Esas políticas han propiciado la olímpica corrupción de Giammattei, que no puede explicarse si no se ahonda en su enraizamiento vigoroso en la grosera injerencia de Estados Unidos en Guatemala. A partir del golpe de Estado de la CIA (1954), que derrocó al presidente Árbenz, el país quedó gobernado por una alianza de la embajada estadunidense, las cámaras empresariales y los militares de ultraderecha, cuyos negocios con el narco, el contrabando y otros giros criminales han sido sostenidos por las fuerzas armadas antes y después de los acuerdos de paz con la guerrilla en 1996. El golpe llevó al genocidio maya, con 200 mil muertos y desaparecidos, incluyendo opositores y bases de apoyo de la guerrilla.

El genocidio terminó, no así la impunidad de sus autores, ni las masacres de indígenas ni la represión. Los acuerdos de paz abrieron cierto espacio político a elecciones, pero apenas tocaron la secular estructura de dominación imperialista-oligárquica. El colmo del cinismo es que Giammattei haya invocado la Carta Democrática Interamericana (OEA), concebida para una situación de golpe de Estado y pedido al supergolpista Almagro que vaya en su auxilio, lo que ha provocado gran indignación popular.

Teñidas por las características de cada país, es evidente que las políticas neoliberales han impulsado la corrupción en América Latina y el Caribe, como en el mundo, al estimular la prevalencia del individualismo, el consumismo, la desigualdad, el desempleo y, en general, la subordinación de lo público a lo privado.

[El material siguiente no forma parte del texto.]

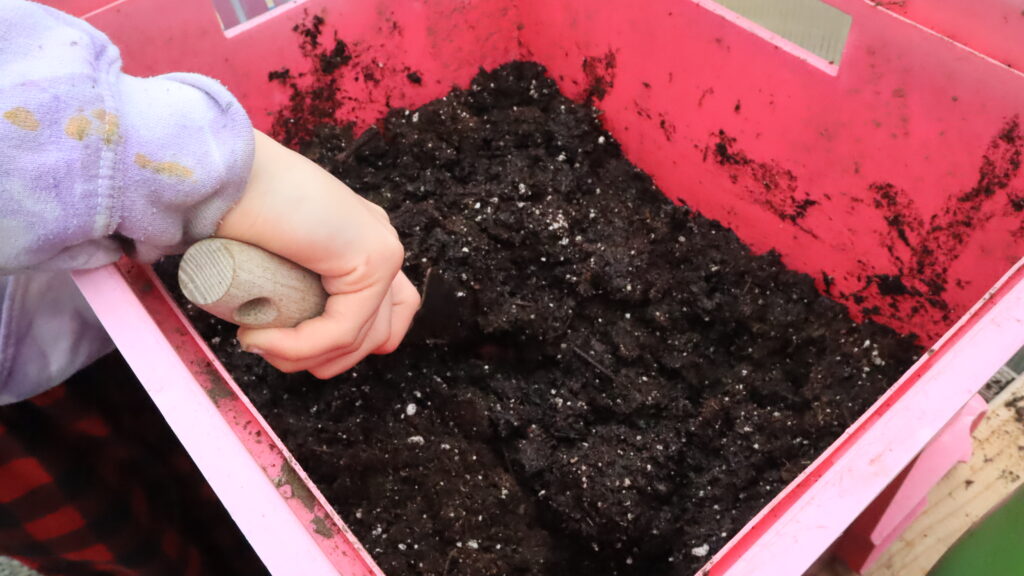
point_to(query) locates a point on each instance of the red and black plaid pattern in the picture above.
(93, 482)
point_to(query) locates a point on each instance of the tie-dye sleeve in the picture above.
(93, 160)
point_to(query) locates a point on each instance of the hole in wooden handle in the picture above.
(256, 312)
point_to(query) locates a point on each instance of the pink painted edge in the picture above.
(276, 446)
(844, 480)
(810, 57)
(271, 528)
(221, 432)
(919, 26)
(950, 446)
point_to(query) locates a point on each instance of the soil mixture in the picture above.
(623, 385)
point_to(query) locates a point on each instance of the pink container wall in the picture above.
(796, 166)
(791, 157)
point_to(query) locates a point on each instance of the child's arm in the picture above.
(94, 163)
(92, 160)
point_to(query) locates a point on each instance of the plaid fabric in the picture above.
(93, 482)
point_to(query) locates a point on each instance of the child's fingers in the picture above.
(377, 337)
(378, 331)
(404, 302)
(343, 325)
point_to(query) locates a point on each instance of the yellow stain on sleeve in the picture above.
(166, 169)
(23, 118)
(111, 123)
(78, 127)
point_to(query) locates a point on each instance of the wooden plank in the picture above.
(963, 497)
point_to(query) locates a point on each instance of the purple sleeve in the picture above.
(91, 160)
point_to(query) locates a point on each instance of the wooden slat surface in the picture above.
(964, 496)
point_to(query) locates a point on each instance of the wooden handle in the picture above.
(249, 286)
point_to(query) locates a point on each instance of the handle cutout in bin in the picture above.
(235, 12)
(810, 30)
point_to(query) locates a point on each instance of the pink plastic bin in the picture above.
(910, 126)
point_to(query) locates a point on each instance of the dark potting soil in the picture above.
(625, 384)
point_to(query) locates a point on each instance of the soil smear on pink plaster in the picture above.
(625, 384)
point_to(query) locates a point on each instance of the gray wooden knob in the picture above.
(249, 286)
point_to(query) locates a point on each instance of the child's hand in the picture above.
(294, 208)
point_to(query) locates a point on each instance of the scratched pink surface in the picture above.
(993, 28)
(791, 155)
(286, 520)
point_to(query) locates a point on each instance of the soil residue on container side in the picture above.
(600, 74)
(630, 384)
(924, 251)
(768, 183)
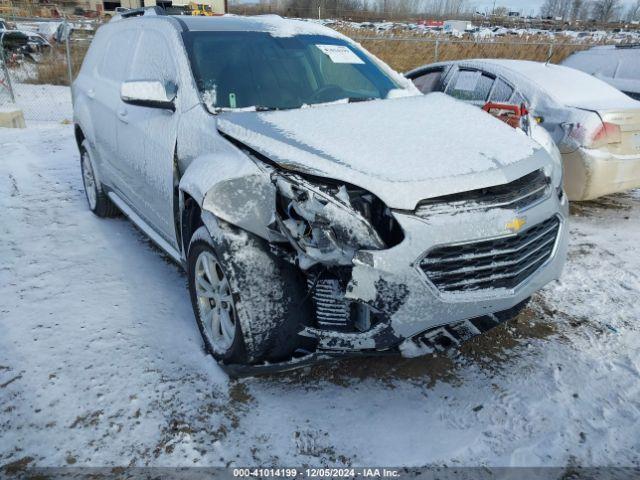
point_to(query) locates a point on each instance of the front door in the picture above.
(147, 139)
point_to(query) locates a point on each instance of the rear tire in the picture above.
(99, 202)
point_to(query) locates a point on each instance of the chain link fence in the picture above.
(37, 75)
(40, 59)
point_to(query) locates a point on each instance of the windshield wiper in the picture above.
(360, 99)
(264, 108)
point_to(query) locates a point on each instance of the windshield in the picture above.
(255, 69)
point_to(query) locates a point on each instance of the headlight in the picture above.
(328, 223)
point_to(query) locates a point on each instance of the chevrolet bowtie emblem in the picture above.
(516, 224)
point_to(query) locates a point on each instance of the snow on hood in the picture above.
(569, 86)
(403, 150)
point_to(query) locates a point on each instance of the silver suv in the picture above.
(320, 205)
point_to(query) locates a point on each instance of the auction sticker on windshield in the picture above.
(340, 54)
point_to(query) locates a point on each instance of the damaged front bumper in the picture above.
(449, 269)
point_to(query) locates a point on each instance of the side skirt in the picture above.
(146, 228)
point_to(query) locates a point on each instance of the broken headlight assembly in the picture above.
(327, 222)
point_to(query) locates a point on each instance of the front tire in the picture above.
(263, 293)
(98, 201)
(213, 305)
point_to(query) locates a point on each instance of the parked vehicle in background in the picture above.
(618, 65)
(319, 203)
(595, 126)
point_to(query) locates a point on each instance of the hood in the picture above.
(402, 150)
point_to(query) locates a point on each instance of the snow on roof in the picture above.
(566, 85)
(272, 24)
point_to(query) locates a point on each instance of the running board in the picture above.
(144, 226)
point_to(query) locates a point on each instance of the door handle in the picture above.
(122, 115)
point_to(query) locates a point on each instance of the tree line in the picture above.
(567, 10)
(599, 10)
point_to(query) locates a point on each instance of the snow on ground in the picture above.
(101, 363)
(43, 102)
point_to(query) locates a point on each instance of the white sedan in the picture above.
(595, 126)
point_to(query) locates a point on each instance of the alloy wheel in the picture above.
(215, 302)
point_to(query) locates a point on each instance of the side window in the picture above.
(501, 92)
(470, 86)
(153, 59)
(118, 55)
(518, 99)
(429, 82)
(95, 54)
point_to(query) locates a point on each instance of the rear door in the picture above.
(147, 136)
(104, 95)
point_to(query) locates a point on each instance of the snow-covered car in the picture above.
(595, 126)
(320, 205)
(618, 65)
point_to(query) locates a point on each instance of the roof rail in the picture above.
(140, 12)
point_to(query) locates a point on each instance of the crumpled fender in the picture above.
(234, 188)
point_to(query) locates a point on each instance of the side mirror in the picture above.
(149, 93)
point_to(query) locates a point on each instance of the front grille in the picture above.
(501, 263)
(332, 310)
(518, 194)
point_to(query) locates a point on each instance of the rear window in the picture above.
(501, 92)
(429, 82)
(470, 86)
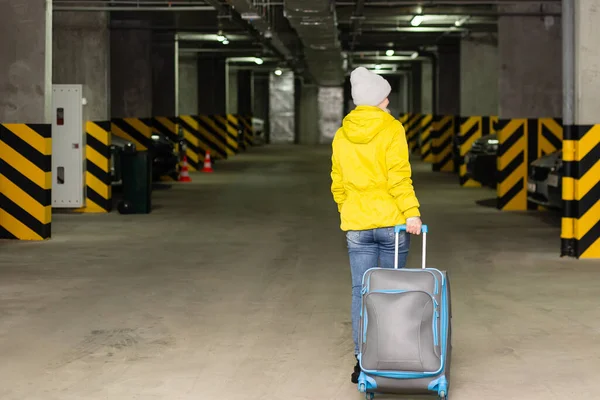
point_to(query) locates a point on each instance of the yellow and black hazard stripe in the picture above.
(136, 130)
(210, 137)
(442, 132)
(246, 122)
(425, 138)
(25, 181)
(195, 148)
(98, 188)
(550, 135)
(517, 146)
(404, 117)
(412, 128)
(235, 123)
(580, 228)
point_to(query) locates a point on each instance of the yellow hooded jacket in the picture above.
(371, 174)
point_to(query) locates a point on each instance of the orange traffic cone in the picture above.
(184, 176)
(207, 163)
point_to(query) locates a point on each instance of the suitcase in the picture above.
(405, 329)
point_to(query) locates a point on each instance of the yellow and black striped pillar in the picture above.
(213, 136)
(425, 138)
(136, 130)
(25, 181)
(442, 131)
(580, 228)
(98, 188)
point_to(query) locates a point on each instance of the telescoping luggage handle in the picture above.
(400, 228)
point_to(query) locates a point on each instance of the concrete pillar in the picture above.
(330, 112)
(415, 88)
(427, 87)
(232, 90)
(188, 84)
(587, 63)
(580, 227)
(25, 81)
(163, 75)
(131, 71)
(282, 108)
(448, 81)
(308, 118)
(260, 105)
(530, 54)
(244, 92)
(479, 73)
(212, 86)
(81, 46)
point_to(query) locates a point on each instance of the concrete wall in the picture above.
(308, 129)
(479, 73)
(232, 91)
(530, 51)
(81, 56)
(426, 88)
(131, 72)
(163, 76)
(211, 86)
(448, 81)
(23, 81)
(587, 62)
(188, 85)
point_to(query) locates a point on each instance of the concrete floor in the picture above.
(237, 287)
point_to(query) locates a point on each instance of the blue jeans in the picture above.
(368, 249)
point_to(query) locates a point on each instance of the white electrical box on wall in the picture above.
(68, 147)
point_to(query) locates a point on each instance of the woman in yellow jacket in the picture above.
(371, 184)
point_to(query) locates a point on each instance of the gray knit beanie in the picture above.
(368, 88)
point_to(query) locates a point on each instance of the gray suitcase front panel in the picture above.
(399, 332)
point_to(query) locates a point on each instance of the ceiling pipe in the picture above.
(132, 8)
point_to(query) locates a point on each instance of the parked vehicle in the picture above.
(481, 160)
(544, 184)
(165, 157)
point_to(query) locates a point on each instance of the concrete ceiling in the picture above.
(319, 38)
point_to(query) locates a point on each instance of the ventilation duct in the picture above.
(316, 24)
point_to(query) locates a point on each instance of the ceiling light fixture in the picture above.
(417, 19)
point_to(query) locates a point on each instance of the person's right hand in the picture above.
(413, 225)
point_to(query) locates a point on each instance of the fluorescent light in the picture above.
(417, 19)
(461, 21)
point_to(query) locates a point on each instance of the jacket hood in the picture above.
(364, 123)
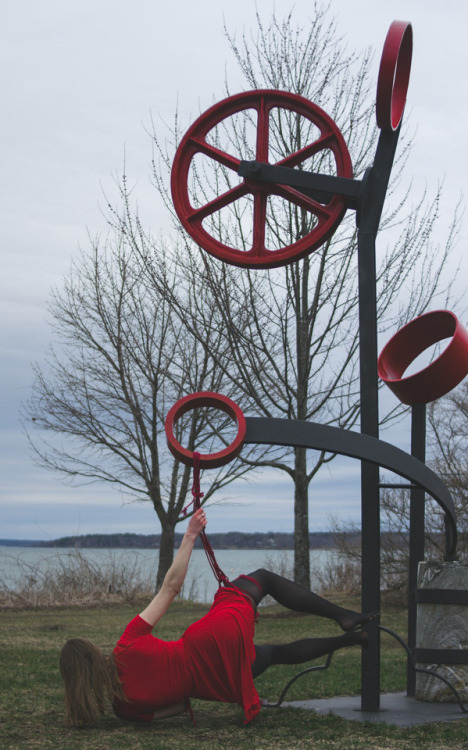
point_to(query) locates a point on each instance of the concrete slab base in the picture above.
(395, 708)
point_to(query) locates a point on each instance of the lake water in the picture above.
(18, 562)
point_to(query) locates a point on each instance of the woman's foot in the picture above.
(351, 620)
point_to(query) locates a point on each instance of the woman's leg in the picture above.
(304, 650)
(298, 598)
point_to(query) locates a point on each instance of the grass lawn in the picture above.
(31, 696)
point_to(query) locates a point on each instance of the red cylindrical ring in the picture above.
(438, 378)
(394, 73)
(194, 401)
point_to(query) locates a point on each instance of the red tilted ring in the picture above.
(197, 400)
(394, 73)
(438, 378)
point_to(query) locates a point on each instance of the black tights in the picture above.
(298, 598)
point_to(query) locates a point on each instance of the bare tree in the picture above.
(119, 361)
(292, 333)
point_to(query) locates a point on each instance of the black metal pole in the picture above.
(416, 536)
(370, 504)
(370, 207)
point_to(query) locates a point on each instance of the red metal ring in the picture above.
(438, 378)
(394, 73)
(194, 142)
(194, 401)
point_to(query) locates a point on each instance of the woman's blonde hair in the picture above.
(89, 678)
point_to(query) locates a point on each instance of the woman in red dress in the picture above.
(147, 678)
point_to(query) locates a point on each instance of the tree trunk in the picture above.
(166, 552)
(301, 520)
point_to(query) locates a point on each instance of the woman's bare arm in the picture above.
(175, 576)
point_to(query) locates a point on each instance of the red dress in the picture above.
(211, 661)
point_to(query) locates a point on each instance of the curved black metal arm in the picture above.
(364, 447)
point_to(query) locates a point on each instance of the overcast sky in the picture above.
(81, 82)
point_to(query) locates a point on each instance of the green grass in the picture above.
(31, 696)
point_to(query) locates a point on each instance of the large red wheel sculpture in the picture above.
(438, 378)
(394, 73)
(195, 401)
(326, 216)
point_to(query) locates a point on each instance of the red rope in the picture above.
(197, 496)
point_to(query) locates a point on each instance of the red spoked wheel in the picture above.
(262, 103)
(195, 401)
(394, 73)
(438, 378)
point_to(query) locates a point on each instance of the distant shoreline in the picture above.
(229, 540)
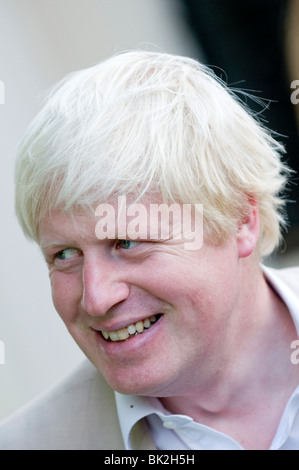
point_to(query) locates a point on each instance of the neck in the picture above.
(256, 352)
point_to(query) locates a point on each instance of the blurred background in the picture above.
(253, 45)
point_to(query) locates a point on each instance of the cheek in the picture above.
(66, 294)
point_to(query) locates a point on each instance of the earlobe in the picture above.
(248, 232)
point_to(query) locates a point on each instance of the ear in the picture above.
(248, 231)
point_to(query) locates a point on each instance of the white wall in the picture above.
(41, 41)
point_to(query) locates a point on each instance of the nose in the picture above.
(103, 287)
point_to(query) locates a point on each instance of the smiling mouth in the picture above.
(131, 330)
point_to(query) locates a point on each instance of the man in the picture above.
(188, 337)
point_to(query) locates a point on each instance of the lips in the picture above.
(131, 330)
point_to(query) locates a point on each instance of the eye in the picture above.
(68, 253)
(126, 244)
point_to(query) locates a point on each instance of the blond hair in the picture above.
(145, 121)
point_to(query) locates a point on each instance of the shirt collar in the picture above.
(132, 408)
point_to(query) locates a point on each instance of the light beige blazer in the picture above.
(80, 414)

Hay pruebas de que crecientes sectores de los pueblos de nuestra América han tomado conciencia de estas realidades y sus causas y están hartos de sufrirlas. Las rebeliones populares haitiana y ecuatoriana de 2019 y 2020, seguidas por el masivo y combativo levantamiento popular chileno, que saca fuerzas de flaqueza y nos sorprende en la pelea y desafiando la represión no obstante la pandemia; la secuencia de protestas populares en Colombia, que ya cumplieron un año pese a los asesinatos y masacres, y la reciente derrota del golpe de Estado en Perú, que en unos lugares más y otros menos, claman por una Asamblea Constituyente y una nueva Constitución deja muy claro que nuestros pueblos ganan madurez política y están relanzando la ofensiva progresista iniciada e impulsada por Hugo Chávez en 1999. Marca un hito extraordinario en esta corriente histórica la rápida derrota del golpe y la dictadura militar en Bolivia por sus pueblos encabezados por Evo Morales y el MAS y la clamorosa elección del dúo Arce-Choquehuanca, que ha refrescado mucho al ambiente revolucionario y democrático en la región. La derrota electoral de Trump beneficia a este proceso porque debilita más a los gobiernos ultraderechistas de Colombia, Chile, Ecuador y no se diga Brasil. Biden dejó el cargo cuando se acentuaba el retroceso de las fuerzas populares en varios países y sería muy inteligente si buscara el diálogo con una nuestra América rebelde que tenderá a unirse y presentar un frente común verdaderamente democrático al vecino del norte. Nos falta la victoria del chavismo el 6 de diciembre en Venezuela, que estremecerá las raíces de los Andes.